Companies can spend thousands of dollars on maintenance training, but often, very little of the knowledge gained on maintenance and reliability training courses is ever used in the plant. In fact it is common for trainees to forget some of the lessons learnt, just weeks after the event. One way to help resolve this phenomenon could be to give classroom maintenance training in conjunction with practical experience.
It may be a good idea to economically justify all training seminars that are given in a plant. There is not much point in holding a reliability training seminar if it isn't for eventual economical gain. The reliability training must have a purpose that should be decided before the training starts and should never be performed unless there is a plan to implement the lessons learnt. Once the training is finished, mill management should check that the implementation plan is being followed.

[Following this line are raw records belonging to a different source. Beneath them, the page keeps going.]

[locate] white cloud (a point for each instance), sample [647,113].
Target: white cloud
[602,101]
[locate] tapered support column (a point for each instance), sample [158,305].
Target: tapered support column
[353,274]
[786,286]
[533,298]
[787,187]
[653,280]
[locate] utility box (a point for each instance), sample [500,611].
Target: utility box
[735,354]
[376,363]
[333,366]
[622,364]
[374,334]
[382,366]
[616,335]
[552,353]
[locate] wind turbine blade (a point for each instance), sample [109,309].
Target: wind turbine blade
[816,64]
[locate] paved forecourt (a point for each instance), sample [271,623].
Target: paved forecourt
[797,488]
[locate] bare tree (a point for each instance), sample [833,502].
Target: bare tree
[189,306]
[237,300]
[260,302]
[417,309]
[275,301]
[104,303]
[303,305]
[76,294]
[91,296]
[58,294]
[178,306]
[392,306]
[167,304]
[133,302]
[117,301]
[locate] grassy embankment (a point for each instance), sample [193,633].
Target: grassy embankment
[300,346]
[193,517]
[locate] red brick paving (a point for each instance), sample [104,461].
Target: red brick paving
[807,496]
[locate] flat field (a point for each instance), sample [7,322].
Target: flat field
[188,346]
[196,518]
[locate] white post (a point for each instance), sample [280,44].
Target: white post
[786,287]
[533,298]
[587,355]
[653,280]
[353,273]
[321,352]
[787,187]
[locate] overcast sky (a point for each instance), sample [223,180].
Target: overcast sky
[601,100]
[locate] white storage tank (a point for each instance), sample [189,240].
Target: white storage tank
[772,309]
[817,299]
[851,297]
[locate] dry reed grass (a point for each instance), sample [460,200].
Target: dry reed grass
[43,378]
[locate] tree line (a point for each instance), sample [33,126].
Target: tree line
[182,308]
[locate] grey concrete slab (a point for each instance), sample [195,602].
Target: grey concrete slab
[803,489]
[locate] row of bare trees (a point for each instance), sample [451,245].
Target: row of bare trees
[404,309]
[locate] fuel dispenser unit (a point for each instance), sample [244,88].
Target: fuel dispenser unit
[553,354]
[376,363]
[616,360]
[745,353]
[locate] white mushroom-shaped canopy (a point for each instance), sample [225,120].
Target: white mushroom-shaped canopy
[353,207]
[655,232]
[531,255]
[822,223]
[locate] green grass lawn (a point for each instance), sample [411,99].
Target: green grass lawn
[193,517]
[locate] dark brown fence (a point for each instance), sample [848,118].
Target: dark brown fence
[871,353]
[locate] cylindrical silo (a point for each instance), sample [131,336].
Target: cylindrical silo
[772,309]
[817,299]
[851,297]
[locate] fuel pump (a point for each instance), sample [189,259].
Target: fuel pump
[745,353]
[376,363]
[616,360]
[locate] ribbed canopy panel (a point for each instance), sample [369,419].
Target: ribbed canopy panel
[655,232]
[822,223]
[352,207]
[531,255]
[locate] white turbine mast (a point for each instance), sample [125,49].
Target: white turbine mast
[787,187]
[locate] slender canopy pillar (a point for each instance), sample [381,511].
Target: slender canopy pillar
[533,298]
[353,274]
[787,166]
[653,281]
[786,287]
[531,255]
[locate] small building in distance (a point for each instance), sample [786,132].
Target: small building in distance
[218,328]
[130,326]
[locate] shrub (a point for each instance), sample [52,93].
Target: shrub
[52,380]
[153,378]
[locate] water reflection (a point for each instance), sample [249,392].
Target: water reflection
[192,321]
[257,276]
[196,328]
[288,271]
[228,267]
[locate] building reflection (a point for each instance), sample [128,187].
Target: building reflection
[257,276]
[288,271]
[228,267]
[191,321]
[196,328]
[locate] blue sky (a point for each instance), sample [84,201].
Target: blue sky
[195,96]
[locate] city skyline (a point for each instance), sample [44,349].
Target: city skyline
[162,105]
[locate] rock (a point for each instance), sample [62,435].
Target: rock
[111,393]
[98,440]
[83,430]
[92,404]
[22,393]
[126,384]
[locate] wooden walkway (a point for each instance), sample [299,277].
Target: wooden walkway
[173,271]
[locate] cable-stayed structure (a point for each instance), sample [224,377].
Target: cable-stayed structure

Management should also communicate to trainees that:
- results are expected from the maintenance training;
- support for implementation of the reliability course will be provided;
- there will be a follow-up on the results.
Training in the maintenance department of a plant often focuses on reliability of equipment and the lowering of maintenance cost.
A good example is alignment training. Alignment is usually carried out by mechanics when installing a new pump, motor or gearbox, for example.
Conventional training on alignment would usually focus on how to use a laser alignment tool. This approach is fair enough, as most mechanics need to know how to use such equipment. But a better approach could be to include an implementation and/or an improvement plan. An alignment plant standard could be reinforced and a few pieces of equipment could be checked in the plant, so that the class knows how well-aligned their mill equipment already is. Some equipment could be realigned in the mill, so that before and after readings can be taken. An improvement plan with a goal to improve alignment could be drawn up during the training.
Many training seminars teach the theory of what to do and, at best, give some hands-on examples in the classroom. Admittedly, some plants do very well by training a few key people who then are able to transform what they have learned into an implementation process. However, most plants will put a number of people through a training class, only for the training never to be heard of again. If the lessons can be implemented in the trainees' mill during the training session, practical problems such as safety, finding the right tools, getting time from machine operators, informing supervisors and finding spare parts will become a part of the training.
Maintenance consultant company in the USA, IDCON, has structured a training class called the Reliability Jump Start program, based on the above principles. Its program evolved from a training seminar it gave to a plant in China. The Chinese mill wanted the company to teach the concepts and then go out into the mill and demonstrate what it had talked about.